And because one of them, in women's tennis, happens to be not-so-minor, the NCAA's official charge happens to contain the four words that send shivers down the spines of compliance bureaucrats on campuses across America: Lack of Institutional Control.
Whether that charge will touch football in terms of sanctions, we don't know. The alleged football violations involve impermissible housing, transportation and meals provided to recruits visiting on unofficial recruiting trips, on which the university is strictly prohibited from paying for or "arranging" anything. In official parlance:
The NCAA alleged that, during the summers of 2005 through 2009, the assistant football coaches and staff members arranged summer housing and transportation in Boise with other student-athletes, sometimes for free or at a reduced cost, for 63 prospective student-athletes so they could participate in otherwise valid summer workouts. In each case, the prospective student-athletes were provided housing by existing student-athletes and slept in spare rooms, on couches or sometimes on the floor. The total dollar value, as determined by the NCAA, for all of the housing, transportation and meals provided to the 63 prospective student-athletes over five years was $4,934.

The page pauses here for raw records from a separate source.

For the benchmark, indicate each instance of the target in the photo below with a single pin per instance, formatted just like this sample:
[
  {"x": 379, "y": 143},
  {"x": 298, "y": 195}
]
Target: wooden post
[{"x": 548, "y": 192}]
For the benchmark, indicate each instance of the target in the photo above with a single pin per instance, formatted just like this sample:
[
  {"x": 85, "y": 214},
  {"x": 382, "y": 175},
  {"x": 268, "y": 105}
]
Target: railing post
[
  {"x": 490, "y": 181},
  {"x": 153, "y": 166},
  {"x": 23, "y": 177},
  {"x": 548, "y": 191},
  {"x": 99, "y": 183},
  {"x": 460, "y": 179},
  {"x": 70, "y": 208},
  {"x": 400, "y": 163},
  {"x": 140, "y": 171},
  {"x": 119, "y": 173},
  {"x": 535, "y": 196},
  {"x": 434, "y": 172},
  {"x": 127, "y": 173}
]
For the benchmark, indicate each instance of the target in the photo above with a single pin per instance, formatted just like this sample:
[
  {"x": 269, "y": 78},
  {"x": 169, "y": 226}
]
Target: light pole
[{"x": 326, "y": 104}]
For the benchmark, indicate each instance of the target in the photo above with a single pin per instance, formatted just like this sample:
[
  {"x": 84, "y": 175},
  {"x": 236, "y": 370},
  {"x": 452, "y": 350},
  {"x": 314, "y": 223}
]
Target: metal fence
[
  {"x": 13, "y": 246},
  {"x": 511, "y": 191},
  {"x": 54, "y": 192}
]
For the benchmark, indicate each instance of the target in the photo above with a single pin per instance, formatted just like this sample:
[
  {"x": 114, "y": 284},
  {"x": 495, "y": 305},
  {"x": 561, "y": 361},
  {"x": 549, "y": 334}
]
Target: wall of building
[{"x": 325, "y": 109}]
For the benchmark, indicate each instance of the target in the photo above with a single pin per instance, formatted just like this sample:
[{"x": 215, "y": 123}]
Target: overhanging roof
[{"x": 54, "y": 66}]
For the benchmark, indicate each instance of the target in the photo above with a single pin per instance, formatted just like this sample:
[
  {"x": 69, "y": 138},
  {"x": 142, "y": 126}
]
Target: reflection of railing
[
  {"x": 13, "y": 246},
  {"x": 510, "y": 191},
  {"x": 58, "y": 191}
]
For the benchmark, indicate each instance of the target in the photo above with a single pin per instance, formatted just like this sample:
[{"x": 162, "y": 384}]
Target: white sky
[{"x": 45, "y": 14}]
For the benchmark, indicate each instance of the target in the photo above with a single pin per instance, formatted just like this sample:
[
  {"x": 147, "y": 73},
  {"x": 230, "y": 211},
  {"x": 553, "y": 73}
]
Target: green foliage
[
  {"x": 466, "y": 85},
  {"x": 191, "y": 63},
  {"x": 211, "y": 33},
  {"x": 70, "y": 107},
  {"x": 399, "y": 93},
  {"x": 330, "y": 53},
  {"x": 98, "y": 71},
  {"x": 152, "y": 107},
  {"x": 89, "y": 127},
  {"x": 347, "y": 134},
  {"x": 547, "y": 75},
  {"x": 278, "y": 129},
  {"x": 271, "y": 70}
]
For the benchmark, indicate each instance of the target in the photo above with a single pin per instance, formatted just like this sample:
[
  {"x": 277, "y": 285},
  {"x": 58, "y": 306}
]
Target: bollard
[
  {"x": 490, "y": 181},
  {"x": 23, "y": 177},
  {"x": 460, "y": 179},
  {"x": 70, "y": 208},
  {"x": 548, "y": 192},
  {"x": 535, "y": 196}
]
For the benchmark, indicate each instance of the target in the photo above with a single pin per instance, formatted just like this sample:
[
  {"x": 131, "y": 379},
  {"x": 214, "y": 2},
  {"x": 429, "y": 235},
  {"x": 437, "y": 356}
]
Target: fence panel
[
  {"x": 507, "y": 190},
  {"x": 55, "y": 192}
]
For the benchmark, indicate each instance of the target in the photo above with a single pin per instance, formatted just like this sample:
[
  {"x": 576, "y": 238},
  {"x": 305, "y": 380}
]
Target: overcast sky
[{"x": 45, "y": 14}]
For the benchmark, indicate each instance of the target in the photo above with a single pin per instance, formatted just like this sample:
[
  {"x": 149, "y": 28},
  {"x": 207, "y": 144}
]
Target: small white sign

In other words, recruits crashed with Boise players during recruiting trips — never in a hotel, only on spare rooms, couches and sometimes the floor. Occasionally , a recruit rode in a car with a player without offering gas money. Every now and then, a player would pick up a recruit's check at IHOP or something. Obviously, these are not, like, major benefits.
You can do the math: A total benefit of $4,934 accumulated over five years comes to less than $1,000 a year, and accumulated over 63 individual cases amounts to an improper benefit of $78.32 per case. (The actual number is a little higher: In 23 of the 60 cases, recruits paid the full value of housing, transportation and meals themselves; the allegation in those cases is for "arranging" only.) Values of individual benefits ranged from a low of $2.34 — yes, they documented a violation over an unintentional misappropriation of $2.34 — to a high of $417.55, all for free or reduced-cost housing and transportation, and all of it later paid back by the recruits.
The proper response to this would be "big whoop," if not for far more serious accusations against the former women's tennis coach for providing improper benefits, playing ineligible players who weren't even enrolled in the university and "furnish[ing] (and influence[ing] others to furnish) the institution with false or misleading information." On top of the multitude of secondary violations, the more serious infractions got the dreaded "Lack of Institutional Control" label slapped on the entire athletic department, which could conceivably justify stiffer sanctions across the board.
Or, the NCAA could buy Boise's proposal to beef up and reform the compliance department and more or less let the petty stuff slide with a slap on the wrist. That will be up to the Infractions Committee, which is scheduled to hear BSU's case on June 10. Happy typing, fellas.